As the third son, of James Harington, he did not inherit a great estate.
He built up one for himself, acquiring by his first marriage the manor of Gunthorpe, Rutland, by an indenture dated 19 Feb. 1596, the manor of Ridlington, Rutland from his elder brother, and perhaps at the same time, Knossington manor and Ouston rectory, Leicestershire. He also purchased the Gloucestershire manors of Thornbury Park and Oldebury, and gained the manors of Sugworth, Berkshire and Merton, Oxfordshire, through his second marriage.
Early in 1603 he travelled north with his brother John Harington to meet the new King, who knighted him at Grimston in Yorkshire. He was among the first baronets in 1611, paying a first instalment of £360. He died 2 Feb. 1614 and was buried at Ridlington.

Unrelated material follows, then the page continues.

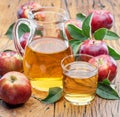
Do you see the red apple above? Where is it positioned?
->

Having assured his principal estates to his son Edward, he bequeathed a life interest in Thornbury and Morton to his wife, together with household stuff. He provided annuities for his wife and four of his younger sons, and left Gunthorpe, Knossington, Oldebury and a few small properties, in all worth £10,000, to his executors, his sons Edward and Sapcote, to pay his debts and legacies. These included £2,000 to one daughter, £1,000 to another, £500 to his second son, and £1,500 to his five youngest sons. He left a colt to his nephew Lord Harington and nominated him supervisor of the will.